Sclerotherapy is the "gold standard" and is preferred over laser for eliminating telangiectasiae and smaller varicose leg veins. A sclerosant medication is injected into the diseased vein so it hardens and eventually shrinks away. Recent evidence with foam sclerotherapy shows that the foam containing the irritating sclerosant quickly appears in the patient's heart and lungs, and then in some cases travels through a patent foramen ovale to the brain. This has led to concerns about the safety of sclerotherapy for telangiectasias.

In some cases stroke and transient ischemic attacks have occurred after sclerotherapy. Varicose veins and reticular veins are often treated before treating telangiectasia, although treatment of these larger veins in advance of sclerotherapy for telangiectasia may not guarantee better results.
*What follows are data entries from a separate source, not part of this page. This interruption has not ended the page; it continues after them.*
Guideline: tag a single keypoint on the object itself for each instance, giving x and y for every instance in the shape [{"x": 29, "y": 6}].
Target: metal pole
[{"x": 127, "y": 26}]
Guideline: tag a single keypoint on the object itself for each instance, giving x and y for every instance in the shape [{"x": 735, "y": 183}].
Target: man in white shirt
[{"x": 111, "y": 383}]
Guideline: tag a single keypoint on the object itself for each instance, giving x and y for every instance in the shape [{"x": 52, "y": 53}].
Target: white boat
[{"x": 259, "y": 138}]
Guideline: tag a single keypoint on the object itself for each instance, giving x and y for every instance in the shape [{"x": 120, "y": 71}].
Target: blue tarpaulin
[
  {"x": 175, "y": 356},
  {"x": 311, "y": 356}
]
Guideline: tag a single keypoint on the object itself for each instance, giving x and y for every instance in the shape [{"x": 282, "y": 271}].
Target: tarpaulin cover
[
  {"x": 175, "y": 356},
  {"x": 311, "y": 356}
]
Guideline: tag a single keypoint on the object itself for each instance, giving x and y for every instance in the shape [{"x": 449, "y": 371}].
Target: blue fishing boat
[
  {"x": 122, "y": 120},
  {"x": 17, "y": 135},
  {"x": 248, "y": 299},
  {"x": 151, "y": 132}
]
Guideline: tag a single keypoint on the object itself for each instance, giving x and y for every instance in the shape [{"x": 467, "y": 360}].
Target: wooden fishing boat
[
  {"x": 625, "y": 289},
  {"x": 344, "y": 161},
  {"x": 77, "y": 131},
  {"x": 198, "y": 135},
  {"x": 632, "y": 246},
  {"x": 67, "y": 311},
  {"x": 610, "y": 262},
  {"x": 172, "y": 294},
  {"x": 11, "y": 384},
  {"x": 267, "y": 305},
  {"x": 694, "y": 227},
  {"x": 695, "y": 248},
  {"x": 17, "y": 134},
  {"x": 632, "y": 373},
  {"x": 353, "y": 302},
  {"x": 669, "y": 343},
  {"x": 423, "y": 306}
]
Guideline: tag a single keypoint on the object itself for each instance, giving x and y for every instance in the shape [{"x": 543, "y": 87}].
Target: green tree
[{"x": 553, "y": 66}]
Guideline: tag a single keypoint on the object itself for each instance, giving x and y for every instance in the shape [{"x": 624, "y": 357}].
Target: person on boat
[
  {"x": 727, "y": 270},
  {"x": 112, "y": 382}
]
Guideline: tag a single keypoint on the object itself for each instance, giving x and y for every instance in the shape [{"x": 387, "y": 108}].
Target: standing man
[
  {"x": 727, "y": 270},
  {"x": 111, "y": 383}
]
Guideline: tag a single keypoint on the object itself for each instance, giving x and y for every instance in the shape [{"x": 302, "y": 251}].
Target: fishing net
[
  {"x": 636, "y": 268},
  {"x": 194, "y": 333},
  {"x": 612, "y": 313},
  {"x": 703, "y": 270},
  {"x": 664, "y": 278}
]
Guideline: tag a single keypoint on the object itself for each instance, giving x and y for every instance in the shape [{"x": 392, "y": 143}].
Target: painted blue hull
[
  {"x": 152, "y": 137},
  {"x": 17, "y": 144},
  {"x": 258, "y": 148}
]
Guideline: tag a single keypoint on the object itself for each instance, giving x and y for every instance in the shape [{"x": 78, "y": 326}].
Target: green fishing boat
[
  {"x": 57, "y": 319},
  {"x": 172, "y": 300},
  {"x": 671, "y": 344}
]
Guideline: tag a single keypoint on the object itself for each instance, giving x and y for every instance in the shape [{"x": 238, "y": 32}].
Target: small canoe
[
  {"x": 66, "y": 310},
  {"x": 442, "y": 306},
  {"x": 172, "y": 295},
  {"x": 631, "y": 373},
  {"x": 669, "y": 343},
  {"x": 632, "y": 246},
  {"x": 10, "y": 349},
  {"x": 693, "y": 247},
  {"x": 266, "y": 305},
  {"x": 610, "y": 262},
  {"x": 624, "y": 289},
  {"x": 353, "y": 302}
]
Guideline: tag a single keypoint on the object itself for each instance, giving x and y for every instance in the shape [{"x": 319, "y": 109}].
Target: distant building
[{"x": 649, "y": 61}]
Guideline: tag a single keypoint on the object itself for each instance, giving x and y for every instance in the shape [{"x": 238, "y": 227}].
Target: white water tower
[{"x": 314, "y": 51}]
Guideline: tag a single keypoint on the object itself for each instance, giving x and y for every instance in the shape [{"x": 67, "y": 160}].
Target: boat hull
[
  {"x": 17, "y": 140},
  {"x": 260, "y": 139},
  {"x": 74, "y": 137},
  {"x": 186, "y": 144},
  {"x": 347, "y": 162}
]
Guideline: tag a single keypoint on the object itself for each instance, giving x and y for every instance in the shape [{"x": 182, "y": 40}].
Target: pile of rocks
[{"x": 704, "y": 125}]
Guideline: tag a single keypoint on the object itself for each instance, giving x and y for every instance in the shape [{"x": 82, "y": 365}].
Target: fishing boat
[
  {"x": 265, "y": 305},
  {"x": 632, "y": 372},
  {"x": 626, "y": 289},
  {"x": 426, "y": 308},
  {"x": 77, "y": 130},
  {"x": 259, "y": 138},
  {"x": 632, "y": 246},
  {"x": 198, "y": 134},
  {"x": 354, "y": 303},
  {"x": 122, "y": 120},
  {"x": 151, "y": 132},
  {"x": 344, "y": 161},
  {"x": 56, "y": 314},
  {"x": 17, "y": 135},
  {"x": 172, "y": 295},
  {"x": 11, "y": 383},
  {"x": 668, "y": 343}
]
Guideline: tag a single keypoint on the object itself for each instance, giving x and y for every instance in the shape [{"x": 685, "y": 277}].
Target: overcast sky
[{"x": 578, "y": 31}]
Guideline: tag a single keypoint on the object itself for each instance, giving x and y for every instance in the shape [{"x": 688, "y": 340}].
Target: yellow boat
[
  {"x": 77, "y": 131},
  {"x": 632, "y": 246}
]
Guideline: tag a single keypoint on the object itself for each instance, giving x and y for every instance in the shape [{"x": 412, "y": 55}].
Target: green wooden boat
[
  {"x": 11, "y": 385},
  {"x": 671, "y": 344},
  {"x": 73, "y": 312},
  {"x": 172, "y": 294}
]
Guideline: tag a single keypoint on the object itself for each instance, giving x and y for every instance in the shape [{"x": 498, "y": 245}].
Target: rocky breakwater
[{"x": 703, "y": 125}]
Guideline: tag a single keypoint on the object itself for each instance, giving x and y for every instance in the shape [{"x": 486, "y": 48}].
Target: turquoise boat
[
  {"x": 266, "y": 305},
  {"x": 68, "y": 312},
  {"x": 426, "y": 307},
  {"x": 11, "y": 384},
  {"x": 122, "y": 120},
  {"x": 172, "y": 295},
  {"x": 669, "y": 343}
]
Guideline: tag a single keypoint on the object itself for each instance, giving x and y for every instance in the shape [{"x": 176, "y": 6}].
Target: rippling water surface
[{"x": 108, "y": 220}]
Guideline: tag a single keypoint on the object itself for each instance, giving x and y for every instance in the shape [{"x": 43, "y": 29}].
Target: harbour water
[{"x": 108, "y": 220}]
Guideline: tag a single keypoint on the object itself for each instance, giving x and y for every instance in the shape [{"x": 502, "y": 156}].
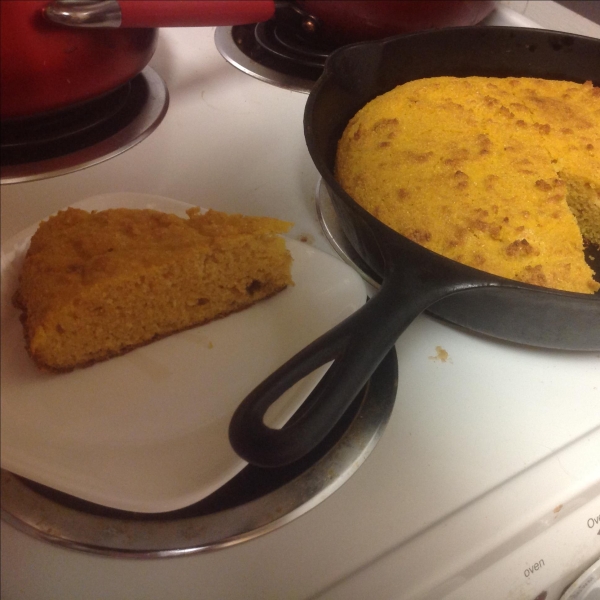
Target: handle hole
[{"x": 291, "y": 401}]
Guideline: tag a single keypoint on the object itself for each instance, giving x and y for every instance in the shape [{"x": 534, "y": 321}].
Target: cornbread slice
[
  {"x": 499, "y": 174},
  {"x": 96, "y": 285}
]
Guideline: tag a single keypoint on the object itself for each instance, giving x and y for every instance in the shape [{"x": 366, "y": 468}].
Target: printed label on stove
[{"x": 540, "y": 564}]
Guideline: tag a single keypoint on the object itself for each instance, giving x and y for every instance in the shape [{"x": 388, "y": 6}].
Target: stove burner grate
[
  {"x": 274, "y": 52},
  {"x": 84, "y": 134}
]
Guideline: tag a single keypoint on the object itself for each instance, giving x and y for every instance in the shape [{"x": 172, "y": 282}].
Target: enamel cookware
[{"x": 57, "y": 54}]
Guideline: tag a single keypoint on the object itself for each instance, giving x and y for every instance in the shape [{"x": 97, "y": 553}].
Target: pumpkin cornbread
[
  {"x": 96, "y": 285},
  {"x": 502, "y": 174}
]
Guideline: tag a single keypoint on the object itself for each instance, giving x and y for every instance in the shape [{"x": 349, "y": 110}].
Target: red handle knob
[{"x": 194, "y": 13}]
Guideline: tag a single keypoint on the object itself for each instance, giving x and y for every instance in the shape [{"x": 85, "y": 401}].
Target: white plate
[{"x": 147, "y": 431}]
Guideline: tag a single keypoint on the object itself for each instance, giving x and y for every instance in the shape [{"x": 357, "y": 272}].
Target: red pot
[{"x": 46, "y": 66}]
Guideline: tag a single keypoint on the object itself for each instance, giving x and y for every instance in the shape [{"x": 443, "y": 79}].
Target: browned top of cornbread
[
  {"x": 479, "y": 170},
  {"x": 87, "y": 277}
]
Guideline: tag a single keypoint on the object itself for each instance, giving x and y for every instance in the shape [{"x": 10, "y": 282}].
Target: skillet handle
[
  {"x": 356, "y": 346},
  {"x": 158, "y": 13}
]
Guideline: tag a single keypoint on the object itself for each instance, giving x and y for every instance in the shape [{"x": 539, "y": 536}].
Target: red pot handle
[{"x": 159, "y": 13}]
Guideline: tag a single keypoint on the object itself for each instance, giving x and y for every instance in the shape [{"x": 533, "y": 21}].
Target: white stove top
[{"x": 492, "y": 454}]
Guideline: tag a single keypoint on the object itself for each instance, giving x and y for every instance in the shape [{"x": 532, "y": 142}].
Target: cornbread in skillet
[
  {"x": 502, "y": 174},
  {"x": 96, "y": 285}
]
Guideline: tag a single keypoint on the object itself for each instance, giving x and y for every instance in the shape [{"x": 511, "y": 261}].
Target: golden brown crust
[
  {"x": 481, "y": 170},
  {"x": 97, "y": 285}
]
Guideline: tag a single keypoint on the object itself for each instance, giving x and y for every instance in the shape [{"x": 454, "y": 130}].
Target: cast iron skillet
[{"x": 414, "y": 278}]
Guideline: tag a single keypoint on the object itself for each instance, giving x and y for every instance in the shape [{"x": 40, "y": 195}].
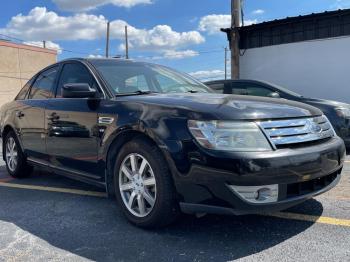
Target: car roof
[{"x": 234, "y": 80}]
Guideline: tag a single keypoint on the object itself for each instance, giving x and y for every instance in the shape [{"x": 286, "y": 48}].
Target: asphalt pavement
[{"x": 51, "y": 218}]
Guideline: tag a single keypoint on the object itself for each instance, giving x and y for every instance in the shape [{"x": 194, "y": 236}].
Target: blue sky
[{"x": 179, "y": 33}]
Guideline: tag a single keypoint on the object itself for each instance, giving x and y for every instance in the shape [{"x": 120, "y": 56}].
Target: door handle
[
  {"x": 19, "y": 114},
  {"x": 53, "y": 116}
]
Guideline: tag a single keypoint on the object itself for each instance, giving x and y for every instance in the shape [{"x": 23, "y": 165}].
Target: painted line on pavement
[
  {"x": 310, "y": 218},
  {"x": 283, "y": 215},
  {"x": 55, "y": 189}
]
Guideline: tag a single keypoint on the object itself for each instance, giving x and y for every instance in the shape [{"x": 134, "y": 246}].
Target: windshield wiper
[{"x": 138, "y": 92}]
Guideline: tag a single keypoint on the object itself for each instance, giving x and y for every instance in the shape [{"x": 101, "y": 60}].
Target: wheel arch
[
  {"x": 7, "y": 129},
  {"x": 118, "y": 140}
]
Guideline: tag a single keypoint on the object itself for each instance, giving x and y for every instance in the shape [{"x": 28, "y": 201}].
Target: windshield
[
  {"x": 126, "y": 77},
  {"x": 284, "y": 90}
]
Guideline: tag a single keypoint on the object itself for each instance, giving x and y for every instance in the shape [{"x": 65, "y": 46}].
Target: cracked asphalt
[{"x": 41, "y": 225}]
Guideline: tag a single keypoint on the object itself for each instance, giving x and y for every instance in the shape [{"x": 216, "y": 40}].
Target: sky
[{"x": 183, "y": 34}]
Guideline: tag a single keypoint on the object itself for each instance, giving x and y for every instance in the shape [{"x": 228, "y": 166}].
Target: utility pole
[
  {"x": 126, "y": 43},
  {"x": 234, "y": 43},
  {"x": 226, "y": 63},
  {"x": 107, "y": 40}
]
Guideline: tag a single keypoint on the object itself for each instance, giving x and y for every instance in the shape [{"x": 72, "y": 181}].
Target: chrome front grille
[{"x": 294, "y": 131}]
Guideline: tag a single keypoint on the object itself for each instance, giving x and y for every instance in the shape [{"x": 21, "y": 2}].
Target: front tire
[
  {"x": 15, "y": 160},
  {"x": 144, "y": 186}
]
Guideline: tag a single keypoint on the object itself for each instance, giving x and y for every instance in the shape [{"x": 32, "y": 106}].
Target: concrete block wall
[{"x": 18, "y": 63}]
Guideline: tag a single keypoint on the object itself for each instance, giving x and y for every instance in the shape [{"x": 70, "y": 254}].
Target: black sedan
[
  {"x": 162, "y": 142},
  {"x": 338, "y": 113}
]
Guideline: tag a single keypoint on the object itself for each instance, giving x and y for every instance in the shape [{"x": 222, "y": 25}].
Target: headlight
[
  {"x": 343, "y": 112},
  {"x": 229, "y": 136}
]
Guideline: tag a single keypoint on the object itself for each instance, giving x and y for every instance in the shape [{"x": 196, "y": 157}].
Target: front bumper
[{"x": 301, "y": 173}]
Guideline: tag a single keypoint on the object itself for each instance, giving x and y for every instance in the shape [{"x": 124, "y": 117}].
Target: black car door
[
  {"x": 30, "y": 116},
  {"x": 71, "y": 125}
]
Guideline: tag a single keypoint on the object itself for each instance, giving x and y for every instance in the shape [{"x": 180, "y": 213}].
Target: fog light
[{"x": 256, "y": 194}]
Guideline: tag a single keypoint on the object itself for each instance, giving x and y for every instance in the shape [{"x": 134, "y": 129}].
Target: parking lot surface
[{"x": 51, "y": 218}]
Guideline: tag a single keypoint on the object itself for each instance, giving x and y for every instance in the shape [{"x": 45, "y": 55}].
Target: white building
[{"x": 307, "y": 54}]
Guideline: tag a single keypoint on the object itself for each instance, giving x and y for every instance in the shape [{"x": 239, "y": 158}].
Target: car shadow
[{"x": 94, "y": 228}]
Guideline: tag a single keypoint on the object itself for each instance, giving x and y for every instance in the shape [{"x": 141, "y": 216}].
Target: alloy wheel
[{"x": 137, "y": 185}]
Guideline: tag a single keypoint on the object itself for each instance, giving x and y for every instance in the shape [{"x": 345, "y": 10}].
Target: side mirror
[
  {"x": 79, "y": 90},
  {"x": 274, "y": 95}
]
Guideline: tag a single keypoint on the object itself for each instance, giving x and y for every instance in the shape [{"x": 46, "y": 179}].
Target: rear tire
[
  {"x": 141, "y": 173},
  {"x": 15, "y": 160}
]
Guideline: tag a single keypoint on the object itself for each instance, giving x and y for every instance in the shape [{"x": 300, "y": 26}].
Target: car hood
[{"x": 223, "y": 107}]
Varicose veins can be treated with foam sclerotherapy, endovenous laser treatment, radiofrequency ablation, or open surgery. The biggest risk, however, seems to occur with sclerotherapy, especially in terms of systemic risk of DVT, pulmonary embolism, and stroke.
Other issues which arise with the use of sclerotherapy to treat spider veins are staining, shadowing, telangiectatic matting, and ulceration. In addition, incompleteness of therapy is common, requiring multiple treatment sessions.

Telangiectasias on the face are often treated with a laser. Laser therapy uses a light beam that is pulsed onto the veins in order to seal them off, causing them to dissolve. These light-based treatments require adequate heating of the veins. These treatments can result in the destruction of sweat glands, and the risk increases with the number of treatments.